We're updating our search system from Solr to Elasticsearch. We've already improved lots of things, but something we haven't got right yet is boosting a document's (product's) score by the popularity of the product (it's an ecommerce website).
This is what we have currently (with lots of irrelevant bits stripped out):
{
"query": {
"function_score": {
"query": {
"multi_match" : {
"query": "renal dog food",
"fields": [ "family_name^20", "parent_categories^2", "description^0.2", "product_suffixes^8", "facet_values^5" ],
"operator": "and",
"type": "best_fields",
"tie_breaker": 0.3
}
},
"functions": [{
"script_score": {
"script": "_score * log1p(1 + doc['popularity_score'].value)"
}
}],
"score_mode": "sum"
}
},
"sort": [
{ "_score": "desc" }
],
}
The popularity_score
field contains the total number of orders containing this item in the last 6 weeks. Some items will have never been ordered and some will have had up 30,000 (with potentially a lot more as we continue to grow the business). It's quite a bit range.

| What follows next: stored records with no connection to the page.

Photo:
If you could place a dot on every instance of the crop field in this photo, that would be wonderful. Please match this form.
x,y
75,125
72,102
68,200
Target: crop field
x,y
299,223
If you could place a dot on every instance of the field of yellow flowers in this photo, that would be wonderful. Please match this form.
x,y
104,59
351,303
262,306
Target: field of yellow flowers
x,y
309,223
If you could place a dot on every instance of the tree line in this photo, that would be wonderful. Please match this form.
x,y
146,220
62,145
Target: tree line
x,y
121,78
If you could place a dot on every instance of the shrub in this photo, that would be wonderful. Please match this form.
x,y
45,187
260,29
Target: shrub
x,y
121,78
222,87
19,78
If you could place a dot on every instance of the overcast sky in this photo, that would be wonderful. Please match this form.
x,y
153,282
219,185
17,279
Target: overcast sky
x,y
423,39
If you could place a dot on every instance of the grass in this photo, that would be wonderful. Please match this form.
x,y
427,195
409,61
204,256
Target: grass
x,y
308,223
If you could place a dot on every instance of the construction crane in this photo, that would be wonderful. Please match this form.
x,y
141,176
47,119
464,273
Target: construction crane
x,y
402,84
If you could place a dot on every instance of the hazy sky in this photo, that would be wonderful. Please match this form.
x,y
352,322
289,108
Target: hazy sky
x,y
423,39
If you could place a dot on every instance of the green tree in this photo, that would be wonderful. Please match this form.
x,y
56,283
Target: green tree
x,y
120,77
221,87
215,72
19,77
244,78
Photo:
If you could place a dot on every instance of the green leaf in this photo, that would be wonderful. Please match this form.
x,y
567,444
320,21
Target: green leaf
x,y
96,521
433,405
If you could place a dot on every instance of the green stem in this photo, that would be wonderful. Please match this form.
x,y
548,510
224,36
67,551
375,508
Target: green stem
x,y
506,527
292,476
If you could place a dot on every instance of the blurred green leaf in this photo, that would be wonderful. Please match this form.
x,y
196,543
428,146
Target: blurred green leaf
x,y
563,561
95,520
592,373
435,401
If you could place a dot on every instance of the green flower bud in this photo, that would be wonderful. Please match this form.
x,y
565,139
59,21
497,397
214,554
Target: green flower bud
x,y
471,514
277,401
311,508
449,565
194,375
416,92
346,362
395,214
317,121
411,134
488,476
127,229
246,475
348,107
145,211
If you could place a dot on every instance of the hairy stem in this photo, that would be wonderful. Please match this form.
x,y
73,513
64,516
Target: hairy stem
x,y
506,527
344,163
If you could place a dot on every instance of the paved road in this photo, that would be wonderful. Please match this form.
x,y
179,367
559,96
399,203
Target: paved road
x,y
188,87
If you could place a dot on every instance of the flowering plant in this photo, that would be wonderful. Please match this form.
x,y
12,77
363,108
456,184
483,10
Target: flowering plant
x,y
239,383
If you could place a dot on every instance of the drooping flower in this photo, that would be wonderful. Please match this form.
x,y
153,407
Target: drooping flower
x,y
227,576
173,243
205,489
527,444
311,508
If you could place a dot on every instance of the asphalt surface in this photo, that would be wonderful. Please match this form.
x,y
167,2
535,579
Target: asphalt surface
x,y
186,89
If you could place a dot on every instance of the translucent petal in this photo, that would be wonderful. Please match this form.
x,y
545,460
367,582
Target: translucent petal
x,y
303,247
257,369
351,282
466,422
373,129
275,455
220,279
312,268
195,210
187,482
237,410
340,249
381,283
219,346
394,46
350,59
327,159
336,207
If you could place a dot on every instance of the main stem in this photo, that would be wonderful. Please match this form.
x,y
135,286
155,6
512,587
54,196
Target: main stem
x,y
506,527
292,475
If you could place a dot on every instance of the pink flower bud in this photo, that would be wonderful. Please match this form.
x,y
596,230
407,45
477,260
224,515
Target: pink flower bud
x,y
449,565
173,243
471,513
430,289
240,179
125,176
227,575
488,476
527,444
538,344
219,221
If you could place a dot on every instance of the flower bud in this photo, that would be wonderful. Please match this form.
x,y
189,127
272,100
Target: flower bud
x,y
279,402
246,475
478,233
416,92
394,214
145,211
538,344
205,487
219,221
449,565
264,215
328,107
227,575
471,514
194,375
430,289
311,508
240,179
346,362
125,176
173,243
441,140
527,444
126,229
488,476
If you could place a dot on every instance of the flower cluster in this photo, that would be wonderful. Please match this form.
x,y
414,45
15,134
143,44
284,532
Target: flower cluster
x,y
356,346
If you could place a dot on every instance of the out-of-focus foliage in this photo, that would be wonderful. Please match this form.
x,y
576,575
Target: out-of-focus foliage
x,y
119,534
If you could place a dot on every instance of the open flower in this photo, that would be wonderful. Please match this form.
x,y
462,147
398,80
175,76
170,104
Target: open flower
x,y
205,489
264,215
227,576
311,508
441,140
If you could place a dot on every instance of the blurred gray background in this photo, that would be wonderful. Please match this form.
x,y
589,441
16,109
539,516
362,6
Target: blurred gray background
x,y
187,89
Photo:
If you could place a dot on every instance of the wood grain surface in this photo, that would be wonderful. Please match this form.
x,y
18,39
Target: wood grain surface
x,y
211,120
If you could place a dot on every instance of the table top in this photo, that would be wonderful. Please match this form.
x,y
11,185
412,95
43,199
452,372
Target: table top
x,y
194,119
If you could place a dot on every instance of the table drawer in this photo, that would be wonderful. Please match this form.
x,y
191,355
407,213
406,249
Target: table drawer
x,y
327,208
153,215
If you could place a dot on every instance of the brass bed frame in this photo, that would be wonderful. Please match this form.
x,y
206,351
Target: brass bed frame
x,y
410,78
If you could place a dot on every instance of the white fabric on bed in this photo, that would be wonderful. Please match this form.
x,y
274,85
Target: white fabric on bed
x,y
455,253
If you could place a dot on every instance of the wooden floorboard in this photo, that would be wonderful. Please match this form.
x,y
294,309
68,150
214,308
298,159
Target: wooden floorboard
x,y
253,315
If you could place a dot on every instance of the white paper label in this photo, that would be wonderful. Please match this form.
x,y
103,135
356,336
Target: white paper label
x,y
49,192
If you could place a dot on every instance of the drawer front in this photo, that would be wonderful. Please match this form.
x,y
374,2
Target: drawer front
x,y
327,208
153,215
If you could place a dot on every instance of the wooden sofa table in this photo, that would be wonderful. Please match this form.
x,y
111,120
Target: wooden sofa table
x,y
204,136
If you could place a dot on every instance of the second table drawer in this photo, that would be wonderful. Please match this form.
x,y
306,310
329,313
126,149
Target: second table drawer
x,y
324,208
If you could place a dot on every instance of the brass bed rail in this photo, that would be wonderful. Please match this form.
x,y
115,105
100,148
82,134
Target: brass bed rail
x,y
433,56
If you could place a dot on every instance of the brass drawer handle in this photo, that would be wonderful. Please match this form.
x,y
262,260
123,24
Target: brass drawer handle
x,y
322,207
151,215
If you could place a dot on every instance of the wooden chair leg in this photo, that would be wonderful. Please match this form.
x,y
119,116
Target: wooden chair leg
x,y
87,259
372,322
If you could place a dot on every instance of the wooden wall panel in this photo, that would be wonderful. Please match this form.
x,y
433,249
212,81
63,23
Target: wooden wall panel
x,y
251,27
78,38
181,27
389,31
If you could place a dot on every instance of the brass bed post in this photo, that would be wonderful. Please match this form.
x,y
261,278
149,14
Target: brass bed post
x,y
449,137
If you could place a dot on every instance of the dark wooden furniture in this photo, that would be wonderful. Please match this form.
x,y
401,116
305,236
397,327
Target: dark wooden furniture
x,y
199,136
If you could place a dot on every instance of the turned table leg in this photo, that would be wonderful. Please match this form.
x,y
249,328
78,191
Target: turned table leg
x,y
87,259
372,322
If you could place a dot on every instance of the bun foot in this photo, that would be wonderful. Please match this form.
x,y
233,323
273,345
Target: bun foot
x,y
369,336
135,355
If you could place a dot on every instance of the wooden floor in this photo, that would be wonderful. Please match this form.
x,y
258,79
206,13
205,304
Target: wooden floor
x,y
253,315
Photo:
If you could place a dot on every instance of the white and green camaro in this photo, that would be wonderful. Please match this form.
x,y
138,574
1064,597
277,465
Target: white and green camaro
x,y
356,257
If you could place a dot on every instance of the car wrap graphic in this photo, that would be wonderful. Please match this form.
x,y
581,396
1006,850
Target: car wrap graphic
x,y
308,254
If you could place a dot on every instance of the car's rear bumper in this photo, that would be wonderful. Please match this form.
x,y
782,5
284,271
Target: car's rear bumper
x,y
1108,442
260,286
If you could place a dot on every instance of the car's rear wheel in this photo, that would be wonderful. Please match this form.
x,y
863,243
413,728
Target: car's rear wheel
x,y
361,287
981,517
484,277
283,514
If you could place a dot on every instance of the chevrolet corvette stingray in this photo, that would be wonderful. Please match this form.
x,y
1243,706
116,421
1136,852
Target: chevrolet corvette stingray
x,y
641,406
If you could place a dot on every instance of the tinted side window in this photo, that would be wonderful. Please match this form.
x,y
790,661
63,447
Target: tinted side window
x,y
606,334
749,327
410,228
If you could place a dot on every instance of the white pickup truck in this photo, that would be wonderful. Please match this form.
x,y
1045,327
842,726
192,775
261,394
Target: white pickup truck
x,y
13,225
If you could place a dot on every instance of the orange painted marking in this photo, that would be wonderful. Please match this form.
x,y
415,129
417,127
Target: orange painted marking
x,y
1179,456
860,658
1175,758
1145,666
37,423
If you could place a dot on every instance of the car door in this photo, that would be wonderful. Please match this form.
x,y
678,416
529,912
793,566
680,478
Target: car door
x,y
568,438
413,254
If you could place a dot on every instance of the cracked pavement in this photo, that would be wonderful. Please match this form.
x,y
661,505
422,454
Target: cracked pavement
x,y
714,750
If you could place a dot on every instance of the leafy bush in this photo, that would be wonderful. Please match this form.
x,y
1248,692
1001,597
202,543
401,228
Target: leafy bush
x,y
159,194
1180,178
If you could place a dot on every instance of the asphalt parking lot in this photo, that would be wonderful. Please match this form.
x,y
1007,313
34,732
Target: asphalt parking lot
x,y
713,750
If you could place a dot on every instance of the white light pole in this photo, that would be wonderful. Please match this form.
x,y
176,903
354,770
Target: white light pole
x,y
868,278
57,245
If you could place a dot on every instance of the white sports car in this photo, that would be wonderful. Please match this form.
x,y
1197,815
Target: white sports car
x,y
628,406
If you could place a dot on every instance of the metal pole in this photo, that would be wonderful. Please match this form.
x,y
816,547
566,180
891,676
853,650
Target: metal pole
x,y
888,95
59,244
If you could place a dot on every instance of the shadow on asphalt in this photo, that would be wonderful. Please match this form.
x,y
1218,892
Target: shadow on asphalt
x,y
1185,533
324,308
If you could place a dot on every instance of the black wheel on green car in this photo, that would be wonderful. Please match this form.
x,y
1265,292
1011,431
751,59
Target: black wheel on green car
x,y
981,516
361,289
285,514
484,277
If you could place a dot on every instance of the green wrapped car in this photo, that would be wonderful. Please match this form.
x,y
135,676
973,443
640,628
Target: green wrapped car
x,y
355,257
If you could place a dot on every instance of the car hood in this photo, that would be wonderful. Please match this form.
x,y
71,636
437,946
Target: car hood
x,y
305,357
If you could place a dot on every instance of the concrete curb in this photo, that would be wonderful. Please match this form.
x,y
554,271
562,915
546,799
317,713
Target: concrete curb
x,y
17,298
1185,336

The problem we have is that a document (product) might be a really good match text-wise but not very popular. We then have another not-very-relevant product does just about match the query, but because it is very popular it jumps up the list. What we are looking for is something will allow the popularity_score
to be taken relative to the popularity_score
of other matching results and get some form of normalisation, rather than just being taken as is (log1p doesn't seem to be enough sometimes). Does anyone have any suggestions or ideas?
Thank you!